After returning to profitability in the second quarter, Lufthansa now expects to be in the black in day-to-day business for the year as a whole.

Adjusted operating earnings before interest and taxes (EBIT) should reach more than half a billion euros in 2022, the company listed in the MDax announced on Thursday in Frankfurt.

Above all, a further recovery in the passenger business should contribute to this.

So far, CEO Carsten Spohr had only promised an improvement in the operating result after the deep red numbers of the second Corona year 2021.

Due to the cancellation of thousands of flights, flight capacity in the current summer quarter should only reach 80 instead of 85 percent of the pre-crisis level.

The group intends to hire around 10,000 new employees over the next 18 months in order to avoid further interruptions in travel.

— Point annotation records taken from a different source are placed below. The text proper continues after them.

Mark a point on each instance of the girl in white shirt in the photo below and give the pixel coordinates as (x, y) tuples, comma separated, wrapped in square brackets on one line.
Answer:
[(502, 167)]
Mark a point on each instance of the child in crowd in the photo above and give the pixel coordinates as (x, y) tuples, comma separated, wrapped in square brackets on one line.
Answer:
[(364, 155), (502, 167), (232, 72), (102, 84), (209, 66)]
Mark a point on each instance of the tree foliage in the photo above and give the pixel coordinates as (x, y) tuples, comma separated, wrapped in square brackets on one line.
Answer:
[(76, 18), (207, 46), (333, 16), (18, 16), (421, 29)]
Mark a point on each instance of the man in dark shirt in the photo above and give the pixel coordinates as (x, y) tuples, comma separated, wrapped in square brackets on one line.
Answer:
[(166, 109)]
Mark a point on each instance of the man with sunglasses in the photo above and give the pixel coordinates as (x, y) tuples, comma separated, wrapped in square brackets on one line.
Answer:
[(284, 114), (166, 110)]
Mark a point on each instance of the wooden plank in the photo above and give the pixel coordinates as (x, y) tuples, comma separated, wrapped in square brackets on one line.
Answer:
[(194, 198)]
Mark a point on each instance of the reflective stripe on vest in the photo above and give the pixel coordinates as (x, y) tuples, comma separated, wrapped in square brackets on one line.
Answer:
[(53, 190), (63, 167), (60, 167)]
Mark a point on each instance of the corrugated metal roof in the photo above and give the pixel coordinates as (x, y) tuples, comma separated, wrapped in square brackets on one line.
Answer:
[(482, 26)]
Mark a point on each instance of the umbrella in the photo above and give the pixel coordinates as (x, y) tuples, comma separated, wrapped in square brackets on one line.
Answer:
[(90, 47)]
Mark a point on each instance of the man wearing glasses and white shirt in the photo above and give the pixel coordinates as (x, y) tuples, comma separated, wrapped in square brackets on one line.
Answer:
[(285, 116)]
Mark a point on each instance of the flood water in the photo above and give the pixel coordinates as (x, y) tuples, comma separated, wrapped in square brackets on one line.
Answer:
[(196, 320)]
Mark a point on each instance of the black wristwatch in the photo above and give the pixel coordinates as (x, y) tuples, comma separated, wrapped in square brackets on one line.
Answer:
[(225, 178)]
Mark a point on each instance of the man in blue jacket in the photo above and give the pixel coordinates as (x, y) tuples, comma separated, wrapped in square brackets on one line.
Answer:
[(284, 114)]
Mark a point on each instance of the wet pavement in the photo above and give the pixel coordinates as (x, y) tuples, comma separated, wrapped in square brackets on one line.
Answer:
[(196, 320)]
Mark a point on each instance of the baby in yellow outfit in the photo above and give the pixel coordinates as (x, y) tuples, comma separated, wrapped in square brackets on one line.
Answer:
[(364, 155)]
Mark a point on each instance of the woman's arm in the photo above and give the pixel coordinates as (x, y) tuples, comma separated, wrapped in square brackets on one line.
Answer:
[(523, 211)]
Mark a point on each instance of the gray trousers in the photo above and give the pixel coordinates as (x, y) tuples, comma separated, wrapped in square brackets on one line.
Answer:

At the beginning of the pandemic, the company had cut tens of thousands of jobs.

"Together we have steered our company through the pandemic and thus through the worst financial crisis in our history," said CEO Carsten Spohr in a statement on Thursday.

"Now we have to further stabilize our flight operations."

Clear plus compared to the previous year

In the second quarter, Lufthansa generated sales of almost 8.5 billion euros, a good two and a half times as much as in the same period of the previous year, which was affected by the pandemic.

At EUR 393 million, adjusted operating profit was at the upper end of the range that the group had announced in mid-July based on preliminary figures.

A year earlier there had been a minus of 827 million euros.

The bottom line is that Lufthansa earned 259 million euros after a loss of 756 million in the same period last year.